We are dealing with the same issue in our app. We are switching from using React on frontend to full rails with turbo. We really enjoyed the ability to create re-sharable components and use them for consistent UI across the app with React. We wanted to maintain this component structure in Rails using ViewComponent. However, trying to get forms to play nicely with this is difficult in Rails (even with ViewComponent lib). We are also using material 3 from Google which has opted for web components and so we cannot change the markup for form fields to custom web components. We don’t want to lose the built in functionality that rails provides (e.g. translations, form names mapped to controller params, etc…). But there is no where to currently plugin to the framework smoothly to get form helpers to render custom web components for form fields.

1 Like

Thanks, it makes slightly more sense - I guess I didn’t realize that the interactive prototype required clicking the text in the upper-left of the page (as context, I don’t know what “Material” or “Shoelace” are, so I guess I figured they were other sections of the blog?

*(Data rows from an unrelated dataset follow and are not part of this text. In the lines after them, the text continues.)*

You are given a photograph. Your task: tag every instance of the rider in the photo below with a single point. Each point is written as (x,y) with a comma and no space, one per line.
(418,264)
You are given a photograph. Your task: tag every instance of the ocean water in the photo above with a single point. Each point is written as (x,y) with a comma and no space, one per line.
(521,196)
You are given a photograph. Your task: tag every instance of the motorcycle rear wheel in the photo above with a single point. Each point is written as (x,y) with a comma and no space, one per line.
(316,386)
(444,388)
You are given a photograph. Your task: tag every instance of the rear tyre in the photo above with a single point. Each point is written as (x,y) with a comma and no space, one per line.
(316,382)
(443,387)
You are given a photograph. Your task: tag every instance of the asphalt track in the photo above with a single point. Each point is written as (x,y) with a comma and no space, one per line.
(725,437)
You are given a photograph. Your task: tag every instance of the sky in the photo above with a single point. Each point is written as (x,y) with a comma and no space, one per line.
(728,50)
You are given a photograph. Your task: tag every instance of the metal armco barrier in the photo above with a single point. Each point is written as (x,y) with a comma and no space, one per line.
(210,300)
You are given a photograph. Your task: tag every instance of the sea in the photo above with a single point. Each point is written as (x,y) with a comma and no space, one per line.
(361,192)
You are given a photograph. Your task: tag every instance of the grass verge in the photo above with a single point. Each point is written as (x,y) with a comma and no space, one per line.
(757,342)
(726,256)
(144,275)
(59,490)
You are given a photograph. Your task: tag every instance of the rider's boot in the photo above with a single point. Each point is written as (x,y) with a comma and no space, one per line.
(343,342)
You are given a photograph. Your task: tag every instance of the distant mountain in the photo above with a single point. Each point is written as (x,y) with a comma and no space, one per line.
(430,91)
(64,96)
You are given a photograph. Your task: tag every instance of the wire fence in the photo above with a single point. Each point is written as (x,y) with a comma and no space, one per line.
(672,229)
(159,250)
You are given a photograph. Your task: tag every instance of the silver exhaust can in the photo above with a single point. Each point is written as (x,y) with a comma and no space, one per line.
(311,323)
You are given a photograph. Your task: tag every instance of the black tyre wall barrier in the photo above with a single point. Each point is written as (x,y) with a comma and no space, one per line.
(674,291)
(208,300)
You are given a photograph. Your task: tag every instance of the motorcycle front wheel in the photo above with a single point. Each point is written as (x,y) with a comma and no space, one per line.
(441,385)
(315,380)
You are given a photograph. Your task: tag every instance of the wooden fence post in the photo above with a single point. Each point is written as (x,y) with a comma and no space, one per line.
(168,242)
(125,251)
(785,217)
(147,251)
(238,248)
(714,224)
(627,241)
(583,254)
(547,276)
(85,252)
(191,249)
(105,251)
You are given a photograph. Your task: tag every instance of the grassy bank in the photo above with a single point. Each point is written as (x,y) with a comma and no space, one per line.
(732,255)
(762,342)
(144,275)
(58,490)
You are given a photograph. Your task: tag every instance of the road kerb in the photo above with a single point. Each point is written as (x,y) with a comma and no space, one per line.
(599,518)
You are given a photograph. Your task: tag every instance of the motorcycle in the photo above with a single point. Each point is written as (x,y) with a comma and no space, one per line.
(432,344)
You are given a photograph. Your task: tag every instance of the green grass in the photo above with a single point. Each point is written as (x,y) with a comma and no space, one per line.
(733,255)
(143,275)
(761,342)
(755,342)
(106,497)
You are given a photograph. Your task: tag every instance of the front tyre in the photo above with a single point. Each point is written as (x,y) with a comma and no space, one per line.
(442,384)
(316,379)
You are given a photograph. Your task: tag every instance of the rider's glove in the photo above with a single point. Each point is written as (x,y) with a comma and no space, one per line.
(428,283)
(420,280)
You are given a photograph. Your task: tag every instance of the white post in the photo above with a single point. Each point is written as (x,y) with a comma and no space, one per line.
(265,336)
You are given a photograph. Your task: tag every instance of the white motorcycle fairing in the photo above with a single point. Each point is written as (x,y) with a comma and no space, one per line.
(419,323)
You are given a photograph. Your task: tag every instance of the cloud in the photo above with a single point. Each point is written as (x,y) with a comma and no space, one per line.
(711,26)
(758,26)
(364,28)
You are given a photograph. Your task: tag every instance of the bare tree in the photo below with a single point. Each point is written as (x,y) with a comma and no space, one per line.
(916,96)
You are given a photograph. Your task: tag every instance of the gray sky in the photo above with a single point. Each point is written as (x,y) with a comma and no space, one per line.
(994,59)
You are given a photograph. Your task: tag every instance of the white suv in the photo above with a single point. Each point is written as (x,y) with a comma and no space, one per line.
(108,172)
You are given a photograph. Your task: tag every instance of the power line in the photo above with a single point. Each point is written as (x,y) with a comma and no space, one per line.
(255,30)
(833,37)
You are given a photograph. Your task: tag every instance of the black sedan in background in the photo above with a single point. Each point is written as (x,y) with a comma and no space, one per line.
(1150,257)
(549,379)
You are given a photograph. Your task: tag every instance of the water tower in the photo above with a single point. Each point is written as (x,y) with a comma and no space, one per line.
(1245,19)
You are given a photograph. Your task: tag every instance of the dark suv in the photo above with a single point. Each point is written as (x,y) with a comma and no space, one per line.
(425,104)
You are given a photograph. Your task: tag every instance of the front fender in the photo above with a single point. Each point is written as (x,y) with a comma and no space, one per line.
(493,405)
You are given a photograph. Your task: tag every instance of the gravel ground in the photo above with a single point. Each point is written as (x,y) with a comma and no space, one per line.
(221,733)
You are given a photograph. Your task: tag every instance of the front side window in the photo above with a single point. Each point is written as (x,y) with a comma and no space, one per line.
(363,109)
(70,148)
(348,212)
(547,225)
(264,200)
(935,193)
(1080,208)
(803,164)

Maybe I am too dense :).

I’m still not 100% sure I’m following, but I think you want to use the exact same HTML attributes Rails uses for <input type="text" ...> but for a web component?

Could you create something like Tags::WebComonent that inherits from ActionView::Helpers::Tags::Base instead? That has all the internals that generate the attributes using the Rails conventions (and dom_id can be used to generate the ids conventionally)

This is the exact problem this proposal is about. If you and your team have the time, I would really appreciate if you could give the gem a try and report back your findings. It would help enormously in assessing the usefulness of it.

It’s not just for web components. The objective is to decouple the rendering part of the Tag class from the attribute building side of it.

This allows us to create components in any shape or form (using View Component, Phlex, partials or web components) that do not meed to know anything about Rails’ internals.

As things are right now, it’s impossible to build a ViewComponent for a Text Field without it depending on an instance of Form Builder. And even then, there are compatibility issues with that. This shouldn’t be the case in my opinion. A component (i.e. markup for a complex input element) should be able to exist without being tied up to the internals of Rails.

The Tags::Base class you mentioned is a Private implementation in Rails so you shouldn’t inherit from it. Also, if you create a class that inherits from this, it is yet again completely coupled to things like the FormBuilder or the template where markup is being rendered.

This is partly what I want to change; to create public interfaces for this purpose.

The ideal/utopic outcome of this is that we could even have components (i.e. Ruby classes) that could work in any framework: Rails, Sinatra, Hanami etc. If each of those provides a public interface to create attributes based on its conventions, then the actual markup can come from anywhere.